It is also known as a flow-mediated endothelial-derived relaxation factor. Its name derives from the place where it is manufactured and what hemodynamic force is exerted on the intra-arterial flow. The various cardiovascular risk factors and especially arterial hypertension reduce its production by reducing the sensitivity of the vascular muscles to nitric oxide. They can also increase their degradation allowing the manufacture of large amounts of superoxides.
Reactive oxygen substances (ROS) are formed within vascular tissue. They are expressed and act within the arterial smooth muscle. Its action has not been demonstrated in another part of the glass. Oxygen free radicals such as superoxide, hydrogen peroxide, peronitrite, and lipid radicals are ROS substances. Xanthine oxidase, NAD (P) H oxidase, endothelial nitric oxide synthetase, and myeloperoxidase are short half-life enzyme systems that act within the vasculature to manufacture ROS substances.

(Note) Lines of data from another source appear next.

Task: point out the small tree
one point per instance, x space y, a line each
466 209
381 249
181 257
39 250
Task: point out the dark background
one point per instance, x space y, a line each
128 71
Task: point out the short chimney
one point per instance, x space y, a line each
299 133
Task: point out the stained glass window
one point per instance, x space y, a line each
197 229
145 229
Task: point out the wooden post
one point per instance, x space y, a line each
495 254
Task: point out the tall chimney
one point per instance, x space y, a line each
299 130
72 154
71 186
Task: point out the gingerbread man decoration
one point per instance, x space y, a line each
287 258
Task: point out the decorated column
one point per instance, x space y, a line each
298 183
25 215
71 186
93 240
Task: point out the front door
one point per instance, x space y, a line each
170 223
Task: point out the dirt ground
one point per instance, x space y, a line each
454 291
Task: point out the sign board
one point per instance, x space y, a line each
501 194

ROS substances are produced by reduction of molecular oxygen and are synthesized from enzyme systems of vascular tissue. A balance occurs in the vascular wall and if the number of oxidizing substances is greater than the antioxidants, oxidative stress occurs.

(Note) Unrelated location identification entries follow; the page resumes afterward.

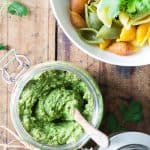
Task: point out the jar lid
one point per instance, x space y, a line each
129 141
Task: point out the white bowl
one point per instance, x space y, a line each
61 12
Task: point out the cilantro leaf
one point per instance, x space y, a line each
16 8
132 112
2 46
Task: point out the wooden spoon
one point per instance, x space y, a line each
99 137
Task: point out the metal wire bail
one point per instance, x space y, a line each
7 63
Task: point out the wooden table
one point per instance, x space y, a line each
39 37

When there is vascular balance, the formation and degradation of ROS is regulated. When this balance is broken, there is a lot of oxidative activity and little antioxidant activity. Oxygen free radicals such as superoxide form peronitrites that, when they reach high concentrations, are cytotoxic. They produce harmful effects on the function and activity of prostaglandin synthetase, decreasing the production of endothelial prostaglandins.
Hydrogen peroxide and hypochlorous acid are released by neutrophils within the arterial system. When the superoxide is increased it reduces the bioavailability of nitric oxide. Another important source of superoxide comes from the mitochondria of the smooth muscular system.
The increased angiotensin II produces more ROS substances.
This vascular inflammatory condition is known as oxidative stress and is manifested in plasma with an increase in C-reactive protein. Adiponectin is also decreased by increasing the adhesion of monocytes to the vascular endothelium. T and B lymphocytes are found within atheromatous plaques. This stress increases insulin resistance.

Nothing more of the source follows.